Baker is living proof of that. In fact, some of his fondest memories are as a spectator, not as a player. In 1970 he went to Minnesota to watch fellow Lynner Paul Barkhouse play in the U.S. Open at Hazeltine National Golf Club and ended up meeting Lee Trevino.
“What a tremendous guy,” Baker says fondly.
A few years later, thanks to a press credential he scoffed up from the Lynn Sunday Post, he was at Muirfield Golf Club in Scotland to see his new pal, Trevino, win the 1972 British Open. He went back across the pond the following year to attend the Open at Royal Troon. He also played in the Secret Service Golf Tournament in 2002 down in Houston and met and had lunch with President George H.W. Bush.
But, perhaps, nothing can top Baker’s histrionics at the 1989 Masters. John McCarthy of Lynn asked Baker if he would sub for him as a marshall at Augusta, but the only catch was that he had to pose as McCarthy while doing so.

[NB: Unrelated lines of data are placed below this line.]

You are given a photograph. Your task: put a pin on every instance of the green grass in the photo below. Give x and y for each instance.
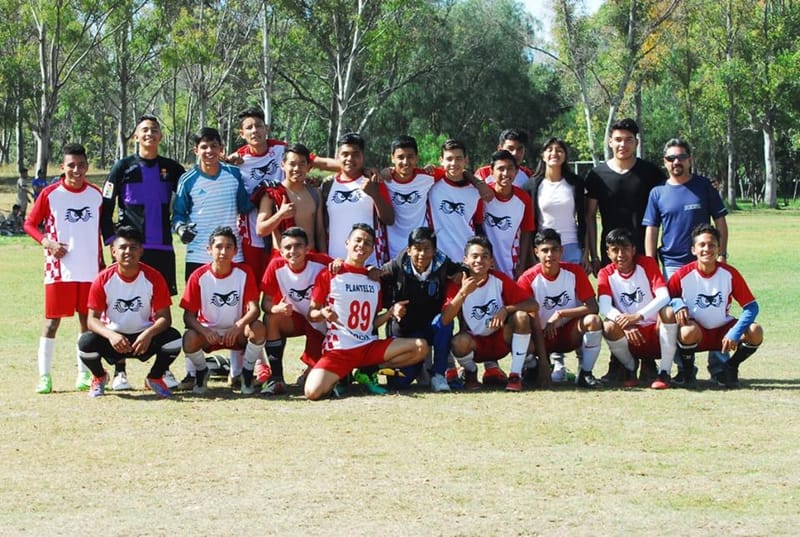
(555, 462)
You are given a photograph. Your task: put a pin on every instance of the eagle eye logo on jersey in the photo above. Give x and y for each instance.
(77, 215)
(398, 198)
(229, 299)
(301, 294)
(551, 302)
(450, 207)
(481, 312)
(503, 223)
(348, 196)
(134, 305)
(708, 301)
(634, 297)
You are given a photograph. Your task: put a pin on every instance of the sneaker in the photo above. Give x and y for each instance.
(158, 386)
(470, 379)
(586, 380)
(188, 383)
(261, 373)
(439, 383)
(83, 380)
(170, 380)
(494, 376)
(45, 384)
(661, 382)
(97, 386)
(514, 383)
(275, 386)
(120, 382)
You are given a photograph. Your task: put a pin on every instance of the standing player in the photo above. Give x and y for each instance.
(567, 306)
(702, 292)
(352, 198)
(287, 285)
(129, 304)
(220, 310)
(634, 300)
(508, 219)
(349, 303)
(140, 188)
(69, 212)
(493, 316)
(292, 202)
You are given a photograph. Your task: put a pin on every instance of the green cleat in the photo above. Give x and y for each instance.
(83, 381)
(45, 384)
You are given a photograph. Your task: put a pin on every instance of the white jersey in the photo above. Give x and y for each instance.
(280, 282)
(410, 202)
(355, 299)
(455, 210)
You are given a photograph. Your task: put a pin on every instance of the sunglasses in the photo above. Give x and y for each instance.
(681, 157)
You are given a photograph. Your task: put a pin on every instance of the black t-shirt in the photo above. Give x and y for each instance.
(622, 197)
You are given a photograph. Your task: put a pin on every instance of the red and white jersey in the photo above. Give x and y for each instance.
(571, 288)
(454, 211)
(631, 292)
(280, 282)
(480, 305)
(503, 222)
(71, 217)
(523, 174)
(348, 204)
(708, 297)
(219, 301)
(128, 306)
(410, 202)
(355, 299)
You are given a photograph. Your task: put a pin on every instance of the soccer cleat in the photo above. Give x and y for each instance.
(97, 387)
(83, 380)
(494, 376)
(275, 386)
(170, 380)
(661, 382)
(120, 382)
(158, 386)
(470, 379)
(514, 383)
(585, 379)
(439, 383)
(45, 384)
(188, 383)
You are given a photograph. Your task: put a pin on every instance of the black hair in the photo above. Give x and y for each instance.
(404, 142)
(223, 231)
(546, 235)
(207, 134)
(421, 234)
(295, 232)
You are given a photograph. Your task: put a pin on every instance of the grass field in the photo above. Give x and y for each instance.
(554, 462)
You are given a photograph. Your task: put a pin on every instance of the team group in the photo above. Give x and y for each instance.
(506, 250)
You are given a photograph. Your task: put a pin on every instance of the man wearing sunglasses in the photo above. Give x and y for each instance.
(677, 206)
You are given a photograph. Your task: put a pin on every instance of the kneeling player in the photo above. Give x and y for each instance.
(348, 302)
(702, 293)
(633, 298)
(221, 310)
(129, 316)
(287, 286)
(567, 306)
(494, 317)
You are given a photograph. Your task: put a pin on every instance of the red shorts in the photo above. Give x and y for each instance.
(563, 342)
(340, 362)
(651, 347)
(63, 299)
(492, 347)
(712, 337)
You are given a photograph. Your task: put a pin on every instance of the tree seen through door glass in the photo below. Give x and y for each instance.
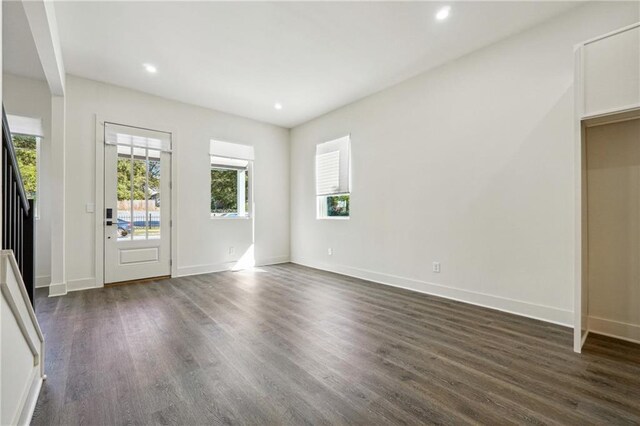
(138, 193)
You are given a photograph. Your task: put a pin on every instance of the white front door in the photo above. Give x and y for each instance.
(137, 213)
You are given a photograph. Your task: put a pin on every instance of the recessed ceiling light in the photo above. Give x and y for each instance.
(150, 68)
(443, 13)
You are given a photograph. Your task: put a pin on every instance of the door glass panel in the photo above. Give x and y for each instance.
(153, 194)
(139, 191)
(138, 212)
(123, 216)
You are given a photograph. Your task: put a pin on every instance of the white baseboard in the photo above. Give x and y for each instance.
(184, 271)
(617, 329)
(57, 289)
(81, 284)
(517, 307)
(43, 281)
(273, 260)
(32, 398)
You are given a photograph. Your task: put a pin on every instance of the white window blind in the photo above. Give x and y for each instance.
(333, 167)
(28, 126)
(231, 150)
(228, 163)
(135, 137)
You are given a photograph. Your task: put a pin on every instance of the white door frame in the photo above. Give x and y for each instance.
(99, 199)
(581, 121)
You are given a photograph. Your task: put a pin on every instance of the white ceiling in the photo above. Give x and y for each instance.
(243, 57)
(19, 54)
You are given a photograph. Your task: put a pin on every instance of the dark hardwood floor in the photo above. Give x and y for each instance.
(292, 345)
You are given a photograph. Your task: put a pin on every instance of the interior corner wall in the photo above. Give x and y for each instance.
(470, 165)
(32, 98)
(202, 243)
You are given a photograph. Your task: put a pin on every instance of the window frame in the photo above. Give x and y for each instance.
(321, 200)
(38, 139)
(249, 194)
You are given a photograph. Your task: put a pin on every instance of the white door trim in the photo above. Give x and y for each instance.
(99, 197)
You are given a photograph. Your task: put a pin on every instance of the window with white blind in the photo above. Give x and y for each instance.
(231, 172)
(333, 178)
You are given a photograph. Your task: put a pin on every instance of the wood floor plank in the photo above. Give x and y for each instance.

“When I got there a few people gave me a strange look because they knew I didn’t look anything like John,” Baker explained.
Nonetheless, Baker worked the entire tournament at the 11th hole, one of the best spectator spots on the course. His friends back home could see him on TV all weekend.
“I was in heaven,” he says excitedly “[Nick] Faldo won in a playoff. All the great ones were there. To be honest, I was in complete awe.”
When the tournament was over on Sunday night, Baker fessed up. The folks at Augusta were none too pleased about Baker’s little white lie and politely asked him to leave the premises.
“The next year all the marshalls had to have a picture ID and social security card with them,” Baker says with a laugh. “Martha Burk has nothing on me. At least I actually affected what those people do down there.